Director Sidney Bernstein, who served as chief of the Film Division of the Psychological Warfare Division of the Allied Expeditionary Force, initiated and fought for the production of the documentary. Hitchcock spent a month overseeing the editing of the film but Bernstein described him as the movie’s “director.”
Ultimately, the film was shelved in the fall of 1945 “as geo-political forces changed priorities,” according to Jane Wells, Bernstein’s daughter. She explained, “Witnesses, cameramen and documentarians were silenced, both by official mandate and by what I would call PTSD.”
In 2014, the film was digitized by the Imperial War Museums in London and fully restored exactly as intended by its directors. Wells said the film’s restoration, “brings a 21st century viewer face to face with irrefutable visual evidence of atrocities as if they had happened yesterday.”

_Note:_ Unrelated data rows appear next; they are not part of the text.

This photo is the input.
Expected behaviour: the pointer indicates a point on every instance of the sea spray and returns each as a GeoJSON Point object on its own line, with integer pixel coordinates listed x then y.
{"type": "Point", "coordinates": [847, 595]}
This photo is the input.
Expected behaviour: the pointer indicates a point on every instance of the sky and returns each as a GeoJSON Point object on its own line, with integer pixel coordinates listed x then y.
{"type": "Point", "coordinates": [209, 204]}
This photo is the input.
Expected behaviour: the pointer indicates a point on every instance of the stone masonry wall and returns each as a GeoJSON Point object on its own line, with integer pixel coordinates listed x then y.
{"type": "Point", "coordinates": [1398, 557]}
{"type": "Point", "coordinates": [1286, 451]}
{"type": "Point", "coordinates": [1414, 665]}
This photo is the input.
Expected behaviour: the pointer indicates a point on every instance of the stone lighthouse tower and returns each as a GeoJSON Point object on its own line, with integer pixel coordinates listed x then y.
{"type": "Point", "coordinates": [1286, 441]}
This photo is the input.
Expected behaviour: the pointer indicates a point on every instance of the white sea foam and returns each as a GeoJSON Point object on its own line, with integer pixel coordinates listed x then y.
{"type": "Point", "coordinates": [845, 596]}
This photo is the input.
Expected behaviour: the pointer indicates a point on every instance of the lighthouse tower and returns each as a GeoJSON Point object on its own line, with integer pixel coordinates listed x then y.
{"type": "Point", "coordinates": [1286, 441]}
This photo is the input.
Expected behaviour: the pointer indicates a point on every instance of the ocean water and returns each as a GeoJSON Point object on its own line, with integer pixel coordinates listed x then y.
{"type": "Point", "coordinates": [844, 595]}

“Sequences showing Adolf Hitler are so strikingly ‘fresh’ and clear that one can see sweat dripping down his face. He is brought to life anew,” she said. “The concentration camp footage is brutally real. The filmmaking is skilled and under the influence of Alfred Hitchcock is careful to employ techniques that would refute accusations that the atrocities they document did not happen.”
Following the screening on Tuesday there will be a discussion with Wells and New York Times columnist Roger Cohen. The film and its story inspired Wells to create 3Generations, an organization whose mission is to help survivors of atrocities tell their stories to the world through film.